Furthermore, we should not forget the influence management studies can have on our education as well (whether they are taught during undergraduate years or later becomes irrelevant): in fact, many lecturers argue that matters related to statistics and probability (which are vital in managerial decision making) cannot be emphasized enough when comes to understanding real life situations because even if one does gain experience over time i.e., not during one's education, you will not develop the sixth sense about how certain variables are interlinked.
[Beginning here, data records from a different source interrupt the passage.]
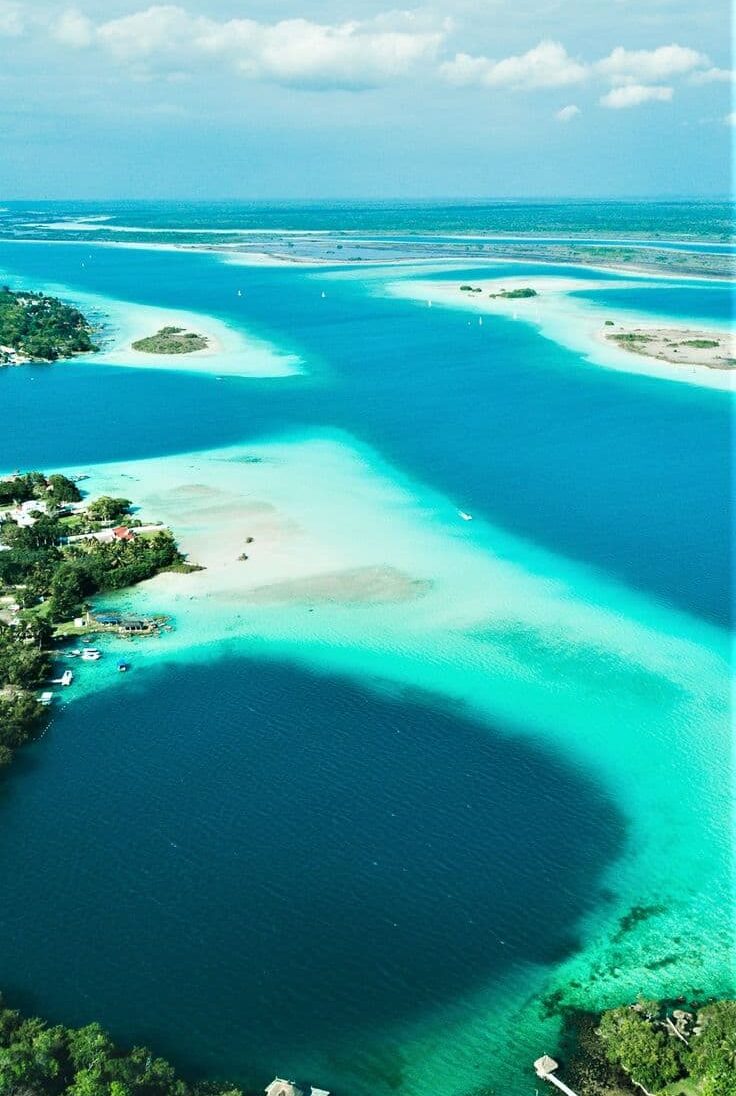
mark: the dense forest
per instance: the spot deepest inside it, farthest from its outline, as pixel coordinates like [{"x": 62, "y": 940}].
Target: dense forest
[
  {"x": 41, "y": 328},
  {"x": 49, "y": 581},
  {"x": 37, "y": 1059}
]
Besides the fact that management studies might impact on our knowledge or can even make it easier for us to understand real life situations better and improve managerial skills, there is also another important reason why every student should at least take some business related courses: it seems that a high paying job in management does not necessarily require an MBA degree but rather a certain set of skills which most people would want to acquire anyway because those who have those skills tend to be more successful than everyone else. Put differently: good managers do not simply learn their trade – they are born with certain qualities (even though if we put effort into developing them further as well as making our life easier and more comfortable, they will definitely become even better).